俺に相談するよりも、クレメンス先輩たちに聞いたほうがいいのに……と思わないでもなかったけど、「俺もいつかフェルト先輩みたいに強くなりたい!」と目をキラキラさせて言われてしまうと、無下にもできずに、いつも話に付き合っていたのだった。
カイルからの話は、驚くことばかりだった。
調査隊が調査に出て戻らないということは、たまに起きる事故のようなもので、まさか自分たち平民のために王都がそんなに揉めることになるだなんて考えもしなかった。レイとメルヴィル卿は、今回の件はなにかがおかしいから気にしなくていい、と言ってたけど、俺が引き起こしてしまったようなものだ。迷惑をかけた団長たちには、なんとお詫びをしたらいいのかわからない。
カイルは、ちょっと恥ずかしい相談なんで人目につかないところに行きましょうと言って、どんどん森の奥に進んでいく。

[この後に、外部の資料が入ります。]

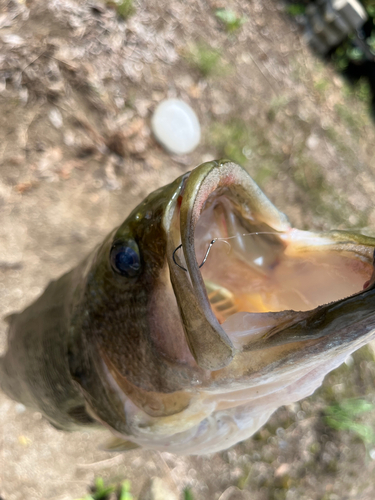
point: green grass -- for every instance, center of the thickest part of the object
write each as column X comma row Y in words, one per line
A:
column 124, row 8
column 230, row 19
column 102, row 492
column 345, row 416
column 204, row 58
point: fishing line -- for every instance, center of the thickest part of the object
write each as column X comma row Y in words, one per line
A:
column 224, row 240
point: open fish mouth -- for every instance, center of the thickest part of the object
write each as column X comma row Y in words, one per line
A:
column 241, row 270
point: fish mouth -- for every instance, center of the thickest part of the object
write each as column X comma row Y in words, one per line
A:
column 234, row 259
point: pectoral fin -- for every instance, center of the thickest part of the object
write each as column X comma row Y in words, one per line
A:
column 118, row 444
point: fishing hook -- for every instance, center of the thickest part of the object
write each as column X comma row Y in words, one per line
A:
column 204, row 258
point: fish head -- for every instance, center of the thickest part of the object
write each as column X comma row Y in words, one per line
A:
column 205, row 303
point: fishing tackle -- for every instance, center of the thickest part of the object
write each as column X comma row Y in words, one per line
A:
column 204, row 258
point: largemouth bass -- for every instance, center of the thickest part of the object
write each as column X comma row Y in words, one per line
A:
column 194, row 320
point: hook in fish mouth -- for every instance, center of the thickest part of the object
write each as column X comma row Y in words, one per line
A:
column 271, row 268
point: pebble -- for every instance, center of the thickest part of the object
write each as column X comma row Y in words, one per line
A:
column 176, row 126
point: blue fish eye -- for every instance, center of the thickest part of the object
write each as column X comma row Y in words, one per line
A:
column 125, row 258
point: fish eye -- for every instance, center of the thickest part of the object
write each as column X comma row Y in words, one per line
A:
column 125, row 258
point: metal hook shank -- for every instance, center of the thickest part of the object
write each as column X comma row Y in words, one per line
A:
column 204, row 258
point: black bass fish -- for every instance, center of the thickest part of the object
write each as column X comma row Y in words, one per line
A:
column 194, row 320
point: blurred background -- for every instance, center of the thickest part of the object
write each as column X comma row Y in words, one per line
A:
column 79, row 83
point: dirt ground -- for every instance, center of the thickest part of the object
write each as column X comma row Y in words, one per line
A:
column 78, row 85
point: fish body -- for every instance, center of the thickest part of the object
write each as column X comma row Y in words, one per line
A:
column 194, row 320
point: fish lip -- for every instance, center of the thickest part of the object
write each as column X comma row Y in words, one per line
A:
column 207, row 340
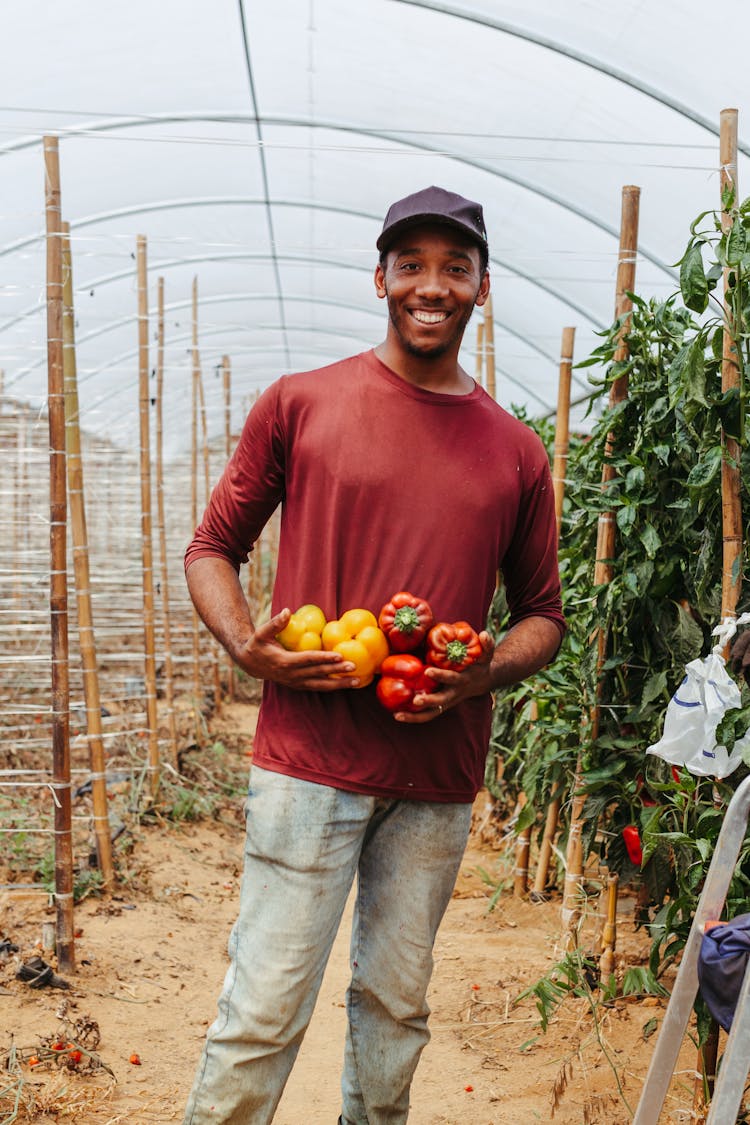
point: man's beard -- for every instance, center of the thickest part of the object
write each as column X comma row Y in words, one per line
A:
column 426, row 351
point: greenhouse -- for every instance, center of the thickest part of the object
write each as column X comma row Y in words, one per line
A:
column 216, row 339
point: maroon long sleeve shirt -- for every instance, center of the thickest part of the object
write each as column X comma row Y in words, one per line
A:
column 385, row 486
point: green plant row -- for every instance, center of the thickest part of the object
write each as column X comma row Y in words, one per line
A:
column 665, row 443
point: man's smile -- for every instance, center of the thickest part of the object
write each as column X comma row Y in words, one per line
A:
column 425, row 316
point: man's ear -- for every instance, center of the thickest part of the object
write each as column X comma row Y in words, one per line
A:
column 484, row 289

この森は、商人の通る街道は栄えているけどそれ以外のところはなにもなく、とても暗い。アッカ村が開墾をしているとはいえ、つい先日まで、盗賊が孤児の売買をしていても、誰も気がつかなかったほど手つかずの森で、少し歩けば光も届かないほどだ。
そして、今日は月なし夜でもある。
『ちょっとフェルト、森の奥まで入りすぎなんじゃないの? なんか怪しくない?』
シルフィーの心配する声が聞こえた。
「カイルだから大丈夫だよ」と、安心させるように小声で言った。さっき王都でかなり力を使わせてしまったこともあり、「実家に帰っててもいいよ」と言うと、『帰るほどじゃないけど、ちょっと寝てようかな』という返答があり、シルフィーの代わりに三人の風の精霊たちがまわりに寄ってきてくれた。
ひと仕事終えたこともあって、俺もシルフィーもなんだかほっとしていた。
俺の視界にレイが入らないことが不安だけど、同じ森にいるのだから、なにかあれば精霊たちが教えてくれるだろうからと思って、カイルと会話を続けた。
「その……ジョー先輩たちが罪に問われてるって聞いたんだけど」
「そうなんですよ! ジョー先輩たちのことはもうしかたないですけどね」
「え?」
「でも大丈夫です! フェルト先輩のことは、俺がお願いしたんです!」
「え、ちょっと待って、カイルどういうこと?」
カイルの発言に違和感があって、俺は片眉を上げた。カイルはなんともないことのように、目をキラキラさせて話を続けた。
「俺、ちょっと城内でドジをしちゃったんです。それで貴族の人に怒られたんですけど、でも、――第二王女殿下が、助けて下さって」
「え、第二王女殿下が?」
「はい! 素敵な方ですね! 美しくて、聡明で、お優しくて。フェルト先輩のことも本当に心配なさってました!!」
「――あ、ああ、そう? なんだ」
第二王女殿下が?
あまり人を、――よりにもよって平民を、助けるようなことはしない人だと思っていたけれども。カイルがまだ幼いから、気にかけていただいたのだろうか。
「フェルト先輩がいなくなっちゃって、心を痛めてるって俺に話してくださって」
「はあ……」
「それで今回の遠征も、どうにかして先輩を連れて帰ってさしあげないと! と思って、俺、意気込んでたんです!」
「――あ、ああ」
「だから先輩がいてよかったー! もちろん、一緒に王都まで帰るんですよね??」
「…………あー、いや、俺は。今から団長にも相談してみないとわからないけど、ここに残るつもり……かな」
俺のことを慕ってくれるのはありがたいけど、正直、いろんなことがあって王都に帰るという選択肢はない。それに、まだメルヴィル卿たちの結果を聞いてはいないが、今回の一件のあとだ。騎士団の大半がもう、王都に帰る意志はないだろう。カイルは王都に戻るつもりでいるのか。それはそれでまずいんじゃないかと思って、俺は眉をしかめる。
だけど、ぽつりと小さな声が聞こえた。